One of the 25 mile loops at Dynamite Dash. I had the enviable task of pre-riding two of the loops in Tonto National Forest on Monday.
One of our winter guests pointed out to me how much confidence I have obviously built in barefoot in the last forty weeks without shoes. And he’s right: I would never have gone out there barefoot on such a long training ride 12 days before a 100 mile race if I did not have such a high level of comfort that this is the best way for my horses to go.
Far moves boldly and with ease through sand, rock and decomposed granite. His heels are decontracting nicely and his feet look healthy. We’ve had a fairly wet winter down here in south central Arizona – and I think the regular wetness in the ground has really helped his feet expand.
Far: amazingly tough feet. They still look flat to me, but there is obviously change going on.
I also rode Redford 11 miles without boots. He had an aggressive trim a couple of weeks ago a day after three days of constant rain. He was sore for a few days. When I rode him last weekend he was very comfortable over all but the rockiest sections of the trail – it proves to me that each horse reacts very differently to barefoot/booted – even when conditions and diet are the same.

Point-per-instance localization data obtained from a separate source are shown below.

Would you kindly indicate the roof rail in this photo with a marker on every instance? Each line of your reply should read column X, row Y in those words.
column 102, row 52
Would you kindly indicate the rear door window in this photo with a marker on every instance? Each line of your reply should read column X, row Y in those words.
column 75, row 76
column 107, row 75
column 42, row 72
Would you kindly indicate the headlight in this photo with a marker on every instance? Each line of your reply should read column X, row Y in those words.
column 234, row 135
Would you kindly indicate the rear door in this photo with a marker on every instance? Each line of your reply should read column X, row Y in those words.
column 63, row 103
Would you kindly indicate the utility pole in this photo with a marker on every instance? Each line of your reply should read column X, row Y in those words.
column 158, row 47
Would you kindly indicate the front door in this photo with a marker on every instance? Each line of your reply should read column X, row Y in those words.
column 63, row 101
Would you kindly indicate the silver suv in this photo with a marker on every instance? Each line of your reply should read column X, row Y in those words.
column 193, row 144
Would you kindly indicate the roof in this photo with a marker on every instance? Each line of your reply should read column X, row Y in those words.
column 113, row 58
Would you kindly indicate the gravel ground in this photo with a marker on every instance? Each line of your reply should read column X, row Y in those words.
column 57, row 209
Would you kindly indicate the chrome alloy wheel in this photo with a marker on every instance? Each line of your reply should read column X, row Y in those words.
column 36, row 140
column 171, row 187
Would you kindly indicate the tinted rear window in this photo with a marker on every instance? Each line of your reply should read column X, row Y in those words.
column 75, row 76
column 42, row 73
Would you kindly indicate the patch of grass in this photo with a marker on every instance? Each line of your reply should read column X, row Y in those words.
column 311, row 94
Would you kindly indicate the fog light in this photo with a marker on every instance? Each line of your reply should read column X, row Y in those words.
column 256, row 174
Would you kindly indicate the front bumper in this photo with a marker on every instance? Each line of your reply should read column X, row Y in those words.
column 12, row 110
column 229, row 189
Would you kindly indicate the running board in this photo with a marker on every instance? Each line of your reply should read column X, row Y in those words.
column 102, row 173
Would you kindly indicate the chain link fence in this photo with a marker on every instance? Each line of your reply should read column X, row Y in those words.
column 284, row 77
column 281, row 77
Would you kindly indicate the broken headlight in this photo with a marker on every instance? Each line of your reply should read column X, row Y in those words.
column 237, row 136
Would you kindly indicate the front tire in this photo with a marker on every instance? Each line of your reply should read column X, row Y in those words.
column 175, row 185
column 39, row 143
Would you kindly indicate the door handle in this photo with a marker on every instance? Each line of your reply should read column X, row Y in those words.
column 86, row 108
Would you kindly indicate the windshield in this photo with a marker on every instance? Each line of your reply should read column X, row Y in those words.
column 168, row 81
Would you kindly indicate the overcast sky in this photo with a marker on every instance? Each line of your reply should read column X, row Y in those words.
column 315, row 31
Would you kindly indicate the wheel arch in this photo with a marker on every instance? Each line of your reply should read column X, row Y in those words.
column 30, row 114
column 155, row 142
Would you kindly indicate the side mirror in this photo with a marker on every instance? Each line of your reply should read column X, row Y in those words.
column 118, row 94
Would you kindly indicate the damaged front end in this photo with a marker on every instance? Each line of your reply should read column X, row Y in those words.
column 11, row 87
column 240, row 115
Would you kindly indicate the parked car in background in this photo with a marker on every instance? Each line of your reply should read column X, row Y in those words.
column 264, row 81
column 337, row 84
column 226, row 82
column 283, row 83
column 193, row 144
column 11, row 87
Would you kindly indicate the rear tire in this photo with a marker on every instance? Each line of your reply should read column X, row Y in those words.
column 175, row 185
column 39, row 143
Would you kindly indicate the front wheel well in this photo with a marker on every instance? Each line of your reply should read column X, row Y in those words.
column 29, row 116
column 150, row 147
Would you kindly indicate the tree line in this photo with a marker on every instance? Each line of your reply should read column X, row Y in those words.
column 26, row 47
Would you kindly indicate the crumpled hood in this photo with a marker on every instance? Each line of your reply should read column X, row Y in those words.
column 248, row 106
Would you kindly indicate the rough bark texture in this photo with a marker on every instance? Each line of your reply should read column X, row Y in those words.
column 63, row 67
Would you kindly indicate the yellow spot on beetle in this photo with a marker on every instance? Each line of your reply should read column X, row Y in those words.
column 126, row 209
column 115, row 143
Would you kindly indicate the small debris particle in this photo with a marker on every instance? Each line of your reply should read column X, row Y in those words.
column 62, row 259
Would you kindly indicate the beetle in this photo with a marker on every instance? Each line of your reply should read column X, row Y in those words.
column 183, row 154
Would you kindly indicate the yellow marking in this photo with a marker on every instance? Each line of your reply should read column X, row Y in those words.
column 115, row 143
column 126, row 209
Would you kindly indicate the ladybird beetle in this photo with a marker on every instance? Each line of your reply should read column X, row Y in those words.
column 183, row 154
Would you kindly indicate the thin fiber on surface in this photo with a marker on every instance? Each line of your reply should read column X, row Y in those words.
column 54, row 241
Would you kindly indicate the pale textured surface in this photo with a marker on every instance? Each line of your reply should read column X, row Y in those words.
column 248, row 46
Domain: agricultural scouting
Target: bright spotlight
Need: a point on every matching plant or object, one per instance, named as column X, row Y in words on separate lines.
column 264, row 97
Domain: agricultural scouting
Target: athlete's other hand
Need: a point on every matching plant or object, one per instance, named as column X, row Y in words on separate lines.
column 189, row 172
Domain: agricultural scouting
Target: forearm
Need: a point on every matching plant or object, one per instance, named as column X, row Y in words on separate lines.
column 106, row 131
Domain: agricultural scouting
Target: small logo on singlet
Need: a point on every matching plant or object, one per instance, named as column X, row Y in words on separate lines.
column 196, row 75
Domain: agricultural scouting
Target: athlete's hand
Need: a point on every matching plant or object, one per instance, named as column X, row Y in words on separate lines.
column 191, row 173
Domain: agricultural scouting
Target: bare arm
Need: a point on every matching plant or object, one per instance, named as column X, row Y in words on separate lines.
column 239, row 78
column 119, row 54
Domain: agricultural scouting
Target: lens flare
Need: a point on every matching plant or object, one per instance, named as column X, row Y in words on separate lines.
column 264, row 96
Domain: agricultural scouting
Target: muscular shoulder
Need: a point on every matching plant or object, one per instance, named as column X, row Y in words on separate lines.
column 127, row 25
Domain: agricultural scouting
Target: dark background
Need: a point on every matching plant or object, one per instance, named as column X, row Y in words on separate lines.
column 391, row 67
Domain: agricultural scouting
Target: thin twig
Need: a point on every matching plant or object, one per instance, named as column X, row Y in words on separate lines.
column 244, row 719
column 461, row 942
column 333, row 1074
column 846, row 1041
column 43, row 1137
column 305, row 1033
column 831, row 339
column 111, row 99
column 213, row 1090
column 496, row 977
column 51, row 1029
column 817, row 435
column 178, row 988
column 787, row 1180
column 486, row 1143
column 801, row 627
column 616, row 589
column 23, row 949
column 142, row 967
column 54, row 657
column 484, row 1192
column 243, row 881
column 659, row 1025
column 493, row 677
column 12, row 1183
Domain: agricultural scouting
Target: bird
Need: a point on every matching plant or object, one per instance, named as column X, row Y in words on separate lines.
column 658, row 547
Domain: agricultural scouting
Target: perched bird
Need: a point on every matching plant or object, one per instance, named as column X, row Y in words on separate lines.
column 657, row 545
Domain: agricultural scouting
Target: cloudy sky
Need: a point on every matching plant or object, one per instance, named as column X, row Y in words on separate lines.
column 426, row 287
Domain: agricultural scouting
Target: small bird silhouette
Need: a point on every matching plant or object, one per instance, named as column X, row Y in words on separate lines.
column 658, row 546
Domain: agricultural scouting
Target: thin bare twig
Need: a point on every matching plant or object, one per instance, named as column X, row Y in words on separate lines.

You’ve got to be committed
One of the lessons Redford has taught me is that there is more to natural horse care than just pulling the shoes.
An extreme: this photo was taken at the Scottsdale Arabian Horse Show last weekend.
Diet may be one of the most surprising factors in a horse’s ability to go down the trail comfortably. With Redford, Rocky and Rain, there is a direct correlation between a starchy diet and tender feet. If I feed a grain hay, oats or beet pulp, Redford is almost instantly different in his way of going. Far seems to be the only one of the four who doesn’t demonstrate a reaction to sugar.
You’ve got to move, too
Another shocker is the correlation between movement and hoof growth. Using natural hoof trimming principles, I usually trim Far once a week while he is working and it is shocking to see how much his feet are growing now compared to the ten-week break I gave him after he completed Tevis. The growth is not just in length of hoof, but also in width and shape – something I never saw when my horses were shod.
This is obviously not Far – but definitely worth seeing. Also from the Scottsdale show.
Ride the curve
There is lots of information to digest – and you’ve got to want to learn and to be curious and bold and experiment here and there. The EasyCare website has good information to get you started, but nothing equals getting out there and doing it for yourself. If you’re anything like me, you’ll love having greater control over your equine partner’s feet instead of having to deal with horse hoof problems on an ongoing basis.
Far got first place middleweight in the Southwest regional standings in 2009: an accomplishment I directly attribute to using Easycare boots.